Le président et ceux de la

Ecrit dans : Lettre de province

Parlez, Monsieur le Président ! Dans ces moments de grande incertitude, il est de votre devoir de vous exprimer. Ces heures graves qui sonnent à nouveau comme le tocsin pour la République vous interpellent et vous seul ! Dorénavant, il n’y a plus de place ni de crédit à tous les propos qui, habituellement, se nourrissent, dit-on, de vos convictions. Venez donc au-devant de ce pays pour lui expliquer ce qu’il doit à son tour penser de la tourmente qui s’est emparée des esprits !

Empressez-vous de lui dire comment il est encore possible d’agir afin de surmonter le chantage par la terreur dont vous-même affirmiez qu’il était du domaine du passé ! Adressez-vous en toute urgence à vos concitoyens réduits peureusement à raser les murs.
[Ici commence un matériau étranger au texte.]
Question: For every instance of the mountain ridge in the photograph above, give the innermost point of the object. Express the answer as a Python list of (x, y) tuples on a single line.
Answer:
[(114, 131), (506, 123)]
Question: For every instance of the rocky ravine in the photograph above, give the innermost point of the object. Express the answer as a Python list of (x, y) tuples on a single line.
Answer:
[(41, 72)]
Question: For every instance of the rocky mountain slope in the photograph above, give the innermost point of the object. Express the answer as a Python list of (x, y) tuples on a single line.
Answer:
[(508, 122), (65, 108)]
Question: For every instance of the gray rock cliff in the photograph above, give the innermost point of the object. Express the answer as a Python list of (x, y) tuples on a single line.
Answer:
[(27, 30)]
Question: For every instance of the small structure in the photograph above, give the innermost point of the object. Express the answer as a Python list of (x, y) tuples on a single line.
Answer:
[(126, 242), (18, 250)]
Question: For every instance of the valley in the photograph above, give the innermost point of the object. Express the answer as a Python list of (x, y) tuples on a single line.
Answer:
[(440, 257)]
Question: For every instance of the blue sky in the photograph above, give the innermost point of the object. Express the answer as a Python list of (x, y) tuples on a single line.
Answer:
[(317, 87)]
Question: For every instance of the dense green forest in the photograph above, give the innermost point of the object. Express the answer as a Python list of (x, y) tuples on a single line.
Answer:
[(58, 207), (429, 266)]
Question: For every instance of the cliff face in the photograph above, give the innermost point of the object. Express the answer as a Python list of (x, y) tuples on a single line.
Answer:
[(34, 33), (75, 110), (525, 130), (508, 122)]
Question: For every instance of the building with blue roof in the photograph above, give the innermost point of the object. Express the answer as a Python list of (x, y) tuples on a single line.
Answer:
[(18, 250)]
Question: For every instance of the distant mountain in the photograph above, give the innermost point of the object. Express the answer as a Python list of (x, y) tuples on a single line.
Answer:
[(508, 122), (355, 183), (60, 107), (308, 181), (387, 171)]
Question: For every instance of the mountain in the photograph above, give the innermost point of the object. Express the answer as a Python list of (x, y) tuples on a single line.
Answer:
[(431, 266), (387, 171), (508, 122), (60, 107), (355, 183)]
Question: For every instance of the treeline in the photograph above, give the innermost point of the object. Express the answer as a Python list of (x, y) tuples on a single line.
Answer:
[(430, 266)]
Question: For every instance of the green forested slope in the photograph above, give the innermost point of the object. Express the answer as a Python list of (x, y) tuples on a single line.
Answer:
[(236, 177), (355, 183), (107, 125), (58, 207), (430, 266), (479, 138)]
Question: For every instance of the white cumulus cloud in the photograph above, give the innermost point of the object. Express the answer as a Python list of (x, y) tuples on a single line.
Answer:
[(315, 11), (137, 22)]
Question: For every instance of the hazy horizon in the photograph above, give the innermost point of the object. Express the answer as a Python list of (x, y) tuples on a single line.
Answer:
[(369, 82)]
Oui ! Monsieur le Président, l’Algérie a peur de nouveau et cherche désespérément à comprendre comment vous comptez l’en guérir. Pas une seule voix officielle ne pourra se substituer à la vôtre pour nous dire ce qu’il faut à présent penser de cette conjuration théocratique multiforme que l’on courtise dans les allées du pouvoir et qui, néanmoins, demeure hostile à la République. Ici, elle participe aux affaires publiques et là, elle tue quand elle le croit nécessaire.

Et pourtant, elle est la seule à bénéficier des subtilités sémantiques grâce auxquelles elle est à la fois un partenaire politique et un ennemi que l’on pourchasse. Car, enfin, c’est avec vous et sous votre direction que ce pays a été amené à croire en une possibilité de paix à travers l’amnistie générale ! Vous nous aviez, en quelque sorte, convaincus que l’on pouvait avantageusement solder le crime en échange d’une promesse de paix. La paix des braves ! Les couteaux aux vestiaires ! Le silence des armes ! C’était, à n’en pas douter, un jargon familier ; et pour cause, il nous venait de loin, c’est-à-dire de notre histoire.
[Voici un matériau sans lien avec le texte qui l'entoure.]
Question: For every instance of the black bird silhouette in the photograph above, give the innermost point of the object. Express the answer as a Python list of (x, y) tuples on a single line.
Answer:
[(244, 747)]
Bref, ce fut la fable du dérisoire «plat de lentille» que l’Etat accepta de recevoir en concédant à ses ennemis une parcelle de sa majesté. Dès septembre 1999, vous aviez fait ce choix et n’aviez eu de cesse de multiplier les gestes de bonne volonté en affirmant que la paix, avec un grand «P», n’a pas de prix et qu’il faut la réaliser à n’importe quel… prix. C’est donc de cela que vous devez nous entretenir, toutes affaires cessantes, car il semble que la parenthèse vient de se refermer brutalement sur cette mystique que vous considérez comme le grand œuvre de vos huit années. Hélas, il va falloir se résoudre à re-examiner cette option fondamentale qui n’a abouti finalement qu’à mettre sous le boisseau le credo du châtiment en agitant le pardon sans pourtant restaurer la cohésion sociale.

Les attentats du 11 avril ne sont-ils pas venus pour réactiver une vieille crainte que vous-même n’aviez eu cesse de minimiser, voire de la combattre ? Avant même que vous ne fûtes élu en 1999, le candidat que vous étiez alors, n’affirmait-il pas qu’il était temps de dialoguer avec «la montagne » (sic). Puis vous vous y êtes attelé en organisant le cadre juridique de ce grand pardon. A travers deux référendums et un arsenal de textes réglementaires, vous avez «blanchi» les gens de la montagne et vidé les prisons. De réhabilitation sociale en recouvrement des droits civiques, tous furent réinsérés de la manière que l’on sait puisque la plupart d’entre eux bénéficièrent de rétroactivité dans leurs emplois d’origine.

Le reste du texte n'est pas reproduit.